First Time Home Buyer

A mortgage loan is used to obtain the required money to buy a property.  The loan is secured on the borrower’s property,  meaning that a legal instrument is put into place that lets a bank or lenderfirst time home buyer to repossess the secured property if the borrower defaults on a loan. As a first time home buyer, thee is a great deal of information that can help you make a good decision.

Most people do not have enough funds or cash on hand to allow them to buy property in whole. Mortgage lending takes into account the risk associated with a mortgage loan; they consider the potential that the funds will be repaid. If they are not repaid, a lender may foreclose and recover some or all of its original loan amount.

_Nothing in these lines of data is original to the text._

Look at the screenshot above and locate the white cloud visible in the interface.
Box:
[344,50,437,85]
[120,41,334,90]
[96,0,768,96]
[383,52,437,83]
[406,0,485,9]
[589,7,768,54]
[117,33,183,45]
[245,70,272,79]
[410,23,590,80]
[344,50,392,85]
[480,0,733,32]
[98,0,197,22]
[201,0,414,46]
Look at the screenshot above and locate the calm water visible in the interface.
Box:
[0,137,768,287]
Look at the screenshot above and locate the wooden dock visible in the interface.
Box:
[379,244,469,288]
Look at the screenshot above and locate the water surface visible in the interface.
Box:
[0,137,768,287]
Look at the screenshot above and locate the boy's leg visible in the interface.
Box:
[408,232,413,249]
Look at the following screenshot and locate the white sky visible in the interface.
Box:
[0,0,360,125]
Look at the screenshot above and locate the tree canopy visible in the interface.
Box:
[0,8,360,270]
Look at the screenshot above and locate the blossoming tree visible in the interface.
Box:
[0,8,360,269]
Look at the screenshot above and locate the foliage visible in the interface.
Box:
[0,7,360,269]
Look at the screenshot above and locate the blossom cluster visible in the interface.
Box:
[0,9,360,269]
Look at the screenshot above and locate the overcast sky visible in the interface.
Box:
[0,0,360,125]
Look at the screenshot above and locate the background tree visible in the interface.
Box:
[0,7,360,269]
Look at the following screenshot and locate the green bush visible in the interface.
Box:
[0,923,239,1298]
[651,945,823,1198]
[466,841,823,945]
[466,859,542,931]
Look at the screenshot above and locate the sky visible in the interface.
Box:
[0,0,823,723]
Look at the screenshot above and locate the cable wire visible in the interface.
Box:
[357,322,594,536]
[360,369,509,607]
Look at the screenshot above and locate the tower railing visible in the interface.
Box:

The two basic types of amortized loans are the fixed rate mortgage and adjustable-rate mortgage,  known better as an ARM. Fixed rate mortgages are more common in the U. S., but floating rate mortgages are used often, as well. A combination of fixed and floating rate mortgages may also be used. This is where a mortgage loan will have a fixed rate for some period, first five years for example and a variable rate after the end of that period. That order can also be reversed.  FHA loans are one of the available choices for a fixed rate loan.

Besides the two standard methods of setting the cost of a mortgage loan, there are variables in how that cost is paid. This also true for how the loan itself is repaid. Repayment will depend on the  locality, tax laws and prevalent culture. Different mortgage repayment arrangements are available to fit different types of borrower. The most common way to repay a secured mortgage loan is by making regular payments of the money borrowed (called the principal) and interest over a specific time frame.  This is best know as amortization.  If you are considering buying a home, for a first time home buyer is a great resource for answering you questions and developing a plan.

Depending on the size of the loan and prevailing practice the term may be as short as ten years or as long fifty years. Most commonly, thirty years is the maximum term, although shorter repayment periods, such as 15-year mortgage loans, have also become more common.  Mortgage payments, which are typically made monthly, contain a capital (repayment of the principal) and an interest element. The amount of principal included in each payment will vary throughout the term of a mortgage. In the early years of a mortgage, repayments are largely interest and a small part of the principal.

As a borrower progresses through the mortgage period, the amount of the payment toward the principal will increase. Towards the end of the mortgage the payments are mostly principal and a smaller portion interest. In simple terms, this assures that the payment amount determined at the time of the loan is repaid at a specified date in the future. This gives borrowers assurance that by maintaining repayment the loan will be cleared at a specified date, if the interest rate does not change. Some lenders and 3rd parties offer a bi-weekly mortgage payment program designed to accelerate the payoff of the loan.

For a first time home buyer is ideal for gaining the knowledge you will need for getting an FHA loan.